Dhimmi Revolt

From a Tablet magazine article on the magazine trade:
Although I disagreed with the late Irving Kristol, the so-called godfather of neoconservatism, on many things, I think he was onto something almost existential when it comes to magazine publishing. “A lot of New York intellectuals”—which is to say, Jews—“have roots in Eastern Europe, where, unlike in England or France, there was no tradition or civility,” he told me once when I was interviewing him about intellectuals and magazines. “In England or France, you operate within a framework of existing institutions. In Eastern Europe, we wanted to change existing institutions, to improve them. The Cossack was the existing institution, so ideas were more important than institutions. That is why if you disagree with someone, you stop talking to him and start your own magazine.”
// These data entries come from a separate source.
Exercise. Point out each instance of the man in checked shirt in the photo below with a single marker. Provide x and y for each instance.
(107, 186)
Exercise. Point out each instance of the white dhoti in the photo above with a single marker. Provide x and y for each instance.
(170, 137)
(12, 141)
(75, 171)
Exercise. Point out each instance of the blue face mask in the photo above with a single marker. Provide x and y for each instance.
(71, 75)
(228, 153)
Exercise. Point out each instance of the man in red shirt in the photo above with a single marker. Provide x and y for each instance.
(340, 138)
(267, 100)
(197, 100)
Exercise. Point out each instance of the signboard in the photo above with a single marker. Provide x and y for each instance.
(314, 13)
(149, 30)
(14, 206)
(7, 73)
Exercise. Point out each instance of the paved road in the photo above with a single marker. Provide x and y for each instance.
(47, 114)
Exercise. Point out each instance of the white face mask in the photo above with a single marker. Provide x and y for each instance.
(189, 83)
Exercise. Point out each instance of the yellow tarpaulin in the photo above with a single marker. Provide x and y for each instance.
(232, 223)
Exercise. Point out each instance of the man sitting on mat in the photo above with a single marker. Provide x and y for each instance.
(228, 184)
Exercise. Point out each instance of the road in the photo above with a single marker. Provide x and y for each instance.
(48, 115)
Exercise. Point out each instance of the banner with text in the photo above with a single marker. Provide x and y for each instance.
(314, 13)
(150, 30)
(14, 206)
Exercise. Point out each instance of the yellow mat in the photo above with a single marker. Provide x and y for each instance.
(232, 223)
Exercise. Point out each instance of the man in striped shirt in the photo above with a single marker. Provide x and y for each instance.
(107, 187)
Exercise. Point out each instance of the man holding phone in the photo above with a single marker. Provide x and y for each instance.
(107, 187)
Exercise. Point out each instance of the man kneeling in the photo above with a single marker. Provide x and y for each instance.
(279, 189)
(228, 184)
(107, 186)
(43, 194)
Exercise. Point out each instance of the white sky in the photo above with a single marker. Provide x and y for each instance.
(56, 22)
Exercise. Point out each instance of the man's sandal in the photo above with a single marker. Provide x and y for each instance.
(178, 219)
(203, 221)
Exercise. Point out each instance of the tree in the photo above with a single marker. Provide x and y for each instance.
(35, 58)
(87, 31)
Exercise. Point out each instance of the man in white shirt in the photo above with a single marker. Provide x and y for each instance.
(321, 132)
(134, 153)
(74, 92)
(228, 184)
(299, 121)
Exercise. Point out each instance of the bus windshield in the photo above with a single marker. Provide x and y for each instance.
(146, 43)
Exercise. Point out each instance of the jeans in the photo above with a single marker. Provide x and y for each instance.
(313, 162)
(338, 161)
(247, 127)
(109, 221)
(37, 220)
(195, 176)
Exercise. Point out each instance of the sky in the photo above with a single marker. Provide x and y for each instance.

Like the author, I think Kristol is onto something here. One does not have to be a proponet of Kevin MacDonald's theory of Jews-as-cultural virus to note a Jewish penchant for cage-rattling. Yet as Kristol implies, for Jewish one should really insert Ashkenazi. "Jewish" anti-establishmentism stems from the specific historical and cultural context of Eastern Europe. If you were a Russian Jew, you'd have to be a fool not to be a radical in the late nineteenth, early twentieth centuries. The establishment literally closed its doors (in the form of quotas and migration restrictions) to assimilation-minded Jews. The options were: emigrate, revolt, or maintain the ultra-orthodox, Dhimmi-like attitude of *slap* "thank you sir, may I have another?" *slap*

For better or worse, I think a generational shift is occurring and "Judeo-Bolshevism" is dying out. The Tsar deprived Jews of a reason not to hate him, but most Jews now simply have too much to lose should the revolution come. Supreme court judges and husbands of Chelsea Clinton do not take to the barricades.